NGN isn't a single technology but more a business concept underpinned by Internet Protocol-based infrastructure, in place of traditional telephone systems, to deliver high-quality multimedia, explained Budde.
It is also important in facilitating integrated billing and customer relationship management, as well as business models that provide affordable integrated voice, data, and video services, often referred to as triple play or multimedia.
Merging IT and telecoms is seen as essential in generating new revenue streams but it won't be an easy transition, Budde argued, with "many different infrastructure platforms, business processes and unwieldy complexity".
"The demand for new and better content and applications, using the Web, has made NGNs one of the biggest challenges the IT world has ever faced," Budde said.
"Corporate, small and medium enterprise and residential markets are all looking at ways of interacting locally and globally. And this demands a better, more seamless connection between content and the networks delivering that content."
The fact that within three years nearly five million people have signed up to broadband, without much fanfare or advertising, speaks volumes about the level of interest, Budde says. "That's the difference from major developments in the past. People want it." In most demand are applications, such as e-health, tele-education and video entertainment, delivered over broadband. "There is now a slowing down in the growth of the broadband market because people are being starved of these kinds of applications," said Budde. "The lack of good quality infrastructure based on NGN is rapidly creating a bottleneck for our e economy."

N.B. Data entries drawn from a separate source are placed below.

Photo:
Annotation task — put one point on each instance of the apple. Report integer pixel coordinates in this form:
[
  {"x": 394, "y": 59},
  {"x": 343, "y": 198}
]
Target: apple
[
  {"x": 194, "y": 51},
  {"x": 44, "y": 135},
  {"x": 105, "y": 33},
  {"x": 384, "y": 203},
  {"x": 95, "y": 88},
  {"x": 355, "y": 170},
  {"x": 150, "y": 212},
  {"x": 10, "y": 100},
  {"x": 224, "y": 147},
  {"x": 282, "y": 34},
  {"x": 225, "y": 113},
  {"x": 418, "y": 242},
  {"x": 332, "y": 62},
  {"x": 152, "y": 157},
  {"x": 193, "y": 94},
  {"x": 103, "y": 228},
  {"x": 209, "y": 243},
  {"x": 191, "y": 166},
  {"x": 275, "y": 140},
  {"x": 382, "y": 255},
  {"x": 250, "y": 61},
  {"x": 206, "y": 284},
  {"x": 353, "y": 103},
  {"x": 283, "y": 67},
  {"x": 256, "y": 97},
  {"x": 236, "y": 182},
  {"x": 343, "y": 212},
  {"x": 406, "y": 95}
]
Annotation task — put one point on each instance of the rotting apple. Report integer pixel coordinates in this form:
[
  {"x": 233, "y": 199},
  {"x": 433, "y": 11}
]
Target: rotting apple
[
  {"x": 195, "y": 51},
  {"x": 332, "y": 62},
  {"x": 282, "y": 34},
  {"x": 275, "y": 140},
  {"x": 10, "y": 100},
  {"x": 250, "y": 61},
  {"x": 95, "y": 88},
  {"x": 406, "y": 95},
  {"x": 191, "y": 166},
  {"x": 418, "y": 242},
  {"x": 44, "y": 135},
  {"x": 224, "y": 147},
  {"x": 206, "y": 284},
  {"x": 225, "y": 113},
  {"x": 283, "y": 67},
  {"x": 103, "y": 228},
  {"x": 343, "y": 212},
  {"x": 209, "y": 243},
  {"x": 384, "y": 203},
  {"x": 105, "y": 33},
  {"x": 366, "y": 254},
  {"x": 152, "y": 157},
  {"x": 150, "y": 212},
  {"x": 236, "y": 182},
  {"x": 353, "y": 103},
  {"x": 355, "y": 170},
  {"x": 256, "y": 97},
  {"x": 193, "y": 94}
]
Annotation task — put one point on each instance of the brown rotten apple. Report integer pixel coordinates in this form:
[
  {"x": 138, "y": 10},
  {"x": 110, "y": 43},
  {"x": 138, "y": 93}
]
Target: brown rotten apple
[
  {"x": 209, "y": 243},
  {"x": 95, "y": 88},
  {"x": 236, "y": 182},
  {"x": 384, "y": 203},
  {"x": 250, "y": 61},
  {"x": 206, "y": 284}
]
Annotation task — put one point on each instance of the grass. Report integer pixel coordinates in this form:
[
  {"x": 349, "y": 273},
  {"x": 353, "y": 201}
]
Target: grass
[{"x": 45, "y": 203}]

The Australian telecom industry is under enormous pressure to build a new fibre network. Telstra has already taken positive steps with the launch earlier this year of its Next IP, which rolls its existing voice, data, IP, and DSL networks into a single network. But this is only one stage in Telstra's longer-term plans to migrate Telstra's voice and broadband access networks into a single IP-based infrastructure, known as the Network Transformation Project. Telstra has indicated the project will take between three and five years and BuddeComm applauds the incumbent's sense of urgency. But due to its large and complicated nature, five to 10 years may be a more realistic timeframe, Budde said.